Statistical NLP on OpenStreetMap. libpostal is ferociously clever: it’s a library for parsing and understanding worldwide addresses, built on top of a machine learning model trained on millions of addresses from OpenStreetMap. Al Barrentine describes how it works in this fascinating and detailed essay.

# 7:33 pm / machine-learning, nlp, openstreetmap

[On Meltdown's impact on hosting costs] The reality is that we have been living with borrowed performance. The new reality is that security is too important and can not be exchanged for speed. Time to profile, tune and optimize.

Miguel de Icaza‏

# 7:35 pm / migueldeicaza, security

csvkit. “A suite of command-line tools for converting to and working with CSV”—includes a huge range of utilities for things like converting Excel and JSON to CSV, grepping, sorting and extracting a subset of columns, combining multiple CSV files together and exporting CSV to a relational database. Worth reading through the tutorial which shows how the different commands can be piped together.

# 9:03 pm / csv, datasette

Jan. 9, 2018

ftfy—fix unicode that’s broken in various ways (via) I shipped a small web UI wrapper around the excellent Python FTFY library, which can take broken unicode strings and suggest a sequence of operations that can be applied to get back sensible text.

# 3:22 am / unicode, projects, zeit-now

Jan. 10, 2018

How to compile and run the SQLite JSON1 extension on OS X. Thanks, Stack Overflow! I’ve been battling this one for a while—it turns out you can download the SQLite source bundle, compile just the json1.c file using gcc and load that extension in Python’s sqlite3 module (or with Datasette’s --load-extension= option) to gain access to the full suite of SQLite JSON functions—json(), json_extract() etc.

# 9:01 pm / osx, sqlite, datasette, json, stackoverflow

Jan. 11, 2018

Incident report: npm. Fascinating insight into the challenges involved in managing a massive scale community code repository. An algorithm incorrectly labeled a legit user as spam, an NPM staff member acted on the report, dependent package installations started failing and because the package had been removed as spam other users were able to try and fix the bug by publishing fresh copies of the missing package to the same namespace.

# 5:27 pm / spammers, security, npm

Jan. 13, 2018

Notes on Kafka in Python. Useful review by Matthew Rocklin of the three main open source Python Kafka client libraries as of October 2017.

# 7:40 pm / python, kafka

Telling stories through your commits. Joel Chippendale’s excellent guide to writing a useful commit history. I spend a lot of time on my commit messages, because when I’m trying to understand code later on they are the only form of documentation that is guaranteed to remain up-to-date against the code at that exact point of time. These tips are clear, concise, teadabale and include some great examples.

# 7:44 pm / sourcecontrol, git

Jan. 14, 2018

How the industry-breaking Spectre bug stayed secret for seven months.
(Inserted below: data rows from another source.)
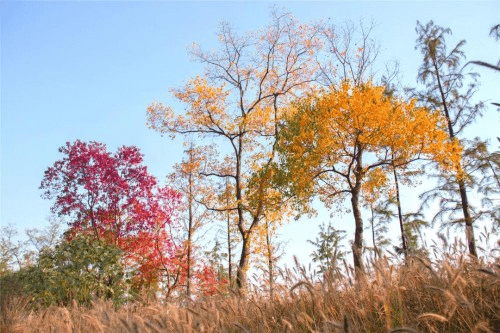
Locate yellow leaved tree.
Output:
[276,81,461,277]
[148,11,322,290]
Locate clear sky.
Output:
[0,1,500,268]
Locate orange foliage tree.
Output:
[276,82,461,277]
[147,11,321,289]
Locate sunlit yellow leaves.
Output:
[281,82,461,204]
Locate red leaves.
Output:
[40,140,181,282]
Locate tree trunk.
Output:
[392,163,408,261]
[458,179,477,258]
[266,221,274,299]
[351,186,365,280]
[186,173,193,297]
[236,232,251,293]
[433,59,477,257]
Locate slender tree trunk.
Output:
[236,232,251,293]
[186,173,193,297]
[458,179,477,257]
[351,142,365,281]
[226,178,233,287]
[433,59,477,257]
[351,190,365,280]
[266,221,274,299]
[392,163,408,261]
[370,206,380,258]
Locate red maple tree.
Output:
[40,140,183,284]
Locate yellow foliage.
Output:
[281,82,461,204]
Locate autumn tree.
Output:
[148,11,321,290]
[412,21,483,256]
[40,140,180,284]
[276,82,461,277]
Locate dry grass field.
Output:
[0,253,500,333]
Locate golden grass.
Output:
[0,254,500,333]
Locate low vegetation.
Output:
[0,252,500,332]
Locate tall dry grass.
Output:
[0,257,500,333]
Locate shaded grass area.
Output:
[0,257,500,333]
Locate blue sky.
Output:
[0,1,500,268]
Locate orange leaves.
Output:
[281,82,461,200]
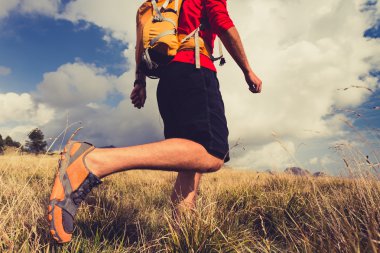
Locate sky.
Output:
[0,0,380,174]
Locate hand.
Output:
[245,71,262,93]
[130,84,146,109]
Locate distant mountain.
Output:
[284,167,311,177]
[313,171,327,177]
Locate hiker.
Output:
[48,0,261,243]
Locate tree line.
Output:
[0,128,47,155]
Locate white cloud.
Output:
[58,0,144,43]
[232,141,297,171]
[0,65,12,76]
[35,62,115,108]
[0,93,54,125]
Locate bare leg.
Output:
[171,171,202,224]
[85,139,223,178]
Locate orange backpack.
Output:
[136,0,225,78]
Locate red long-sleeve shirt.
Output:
[173,0,234,71]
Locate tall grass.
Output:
[0,155,380,252]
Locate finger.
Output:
[131,94,138,100]
[130,90,137,99]
[142,96,146,106]
[132,97,140,104]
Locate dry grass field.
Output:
[0,155,380,252]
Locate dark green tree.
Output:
[25,128,47,155]
[4,136,21,148]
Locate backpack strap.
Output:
[181,25,202,69]
[210,38,226,66]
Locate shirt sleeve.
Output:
[205,0,234,36]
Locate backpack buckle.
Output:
[153,15,163,22]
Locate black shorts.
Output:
[157,62,229,162]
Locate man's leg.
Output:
[85,138,223,178]
[171,171,202,227]
[171,171,202,212]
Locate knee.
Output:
[206,157,224,172]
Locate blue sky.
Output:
[0,0,380,173]
[0,13,128,92]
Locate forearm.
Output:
[219,27,252,74]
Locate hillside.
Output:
[0,155,380,252]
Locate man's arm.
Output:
[219,27,262,93]
[204,0,261,93]
[130,9,146,109]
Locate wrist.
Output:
[242,66,253,76]
[133,79,146,88]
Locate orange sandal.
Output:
[48,141,101,243]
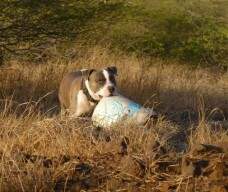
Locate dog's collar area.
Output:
[81,78,99,103]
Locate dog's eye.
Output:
[98,79,105,83]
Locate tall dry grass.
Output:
[0,47,228,191]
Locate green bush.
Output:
[104,0,228,66]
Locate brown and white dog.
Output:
[59,67,118,117]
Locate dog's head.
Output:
[84,67,117,100]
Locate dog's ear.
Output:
[107,66,117,75]
[81,69,95,79]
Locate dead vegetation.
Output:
[0,47,228,192]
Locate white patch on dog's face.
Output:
[96,69,116,97]
[85,69,118,100]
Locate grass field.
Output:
[0,47,228,192]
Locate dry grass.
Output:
[0,47,228,191]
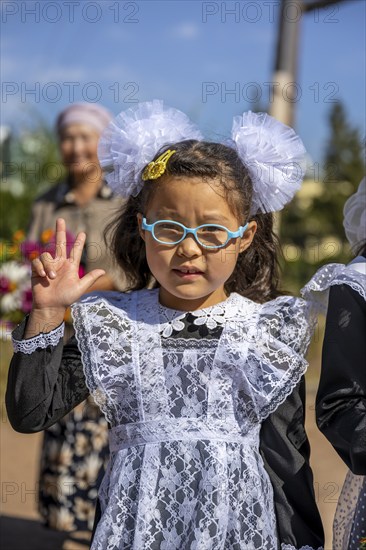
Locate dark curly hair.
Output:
[105,140,281,303]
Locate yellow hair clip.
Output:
[142,149,176,181]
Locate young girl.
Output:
[7,102,320,550]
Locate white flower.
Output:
[0,261,30,287]
[0,261,30,313]
[192,306,225,329]
[161,313,186,338]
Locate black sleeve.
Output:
[316,285,366,475]
[260,378,324,548]
[5,321,89,433]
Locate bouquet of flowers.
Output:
[0,229,85,339]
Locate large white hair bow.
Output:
[98,100,306,214]
[231,111,306,214]
[98,99,202,198]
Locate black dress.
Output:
[303,256,366,550]
[316,285,366,550]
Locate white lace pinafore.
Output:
[73,290,310,550]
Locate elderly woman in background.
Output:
[24,103,125,550]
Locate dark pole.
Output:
[270,0,302,126]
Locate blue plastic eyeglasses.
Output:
[142,218,248,248]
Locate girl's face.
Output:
[60,123,100,178]
[138,177,257,311]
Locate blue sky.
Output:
[1,0,366,166]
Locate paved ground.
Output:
[0,374,346,550]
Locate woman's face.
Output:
[60,123,100,175]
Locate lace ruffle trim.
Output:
[12,323,65,355]
[301,264,366,313]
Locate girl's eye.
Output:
[156,223,181,231]
[200,225,225,233]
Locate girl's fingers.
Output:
[32,258,47,277]
[55,218,66,258]
[38,252,57,279]
[70,233,86,266]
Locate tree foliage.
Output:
[280,102,365,292]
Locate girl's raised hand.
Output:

It’s pretty amazing that the bug only became public knowledge a week before the intended embargo date, considering the number of individuals and companies that has to be looped in. The biggest public clues were patches being applied in public to the Linux kernel—one smart observer noted that the page table issue “has all the markings of a security patch being readied under pressure from a deadline.”

# 4:53 pm / security

A SIM Switch Account Takeover (Mine). Someone walked into a T-Mobile store with a fake ID in his name and stole Albert Wenger’s SIM identity, then used it to gain access to his Yahoo mail account, reset his Twitter password and post a tweet boosting a specific cryptocurrency. His accounts with Google Authenticator 2FA stayed safe.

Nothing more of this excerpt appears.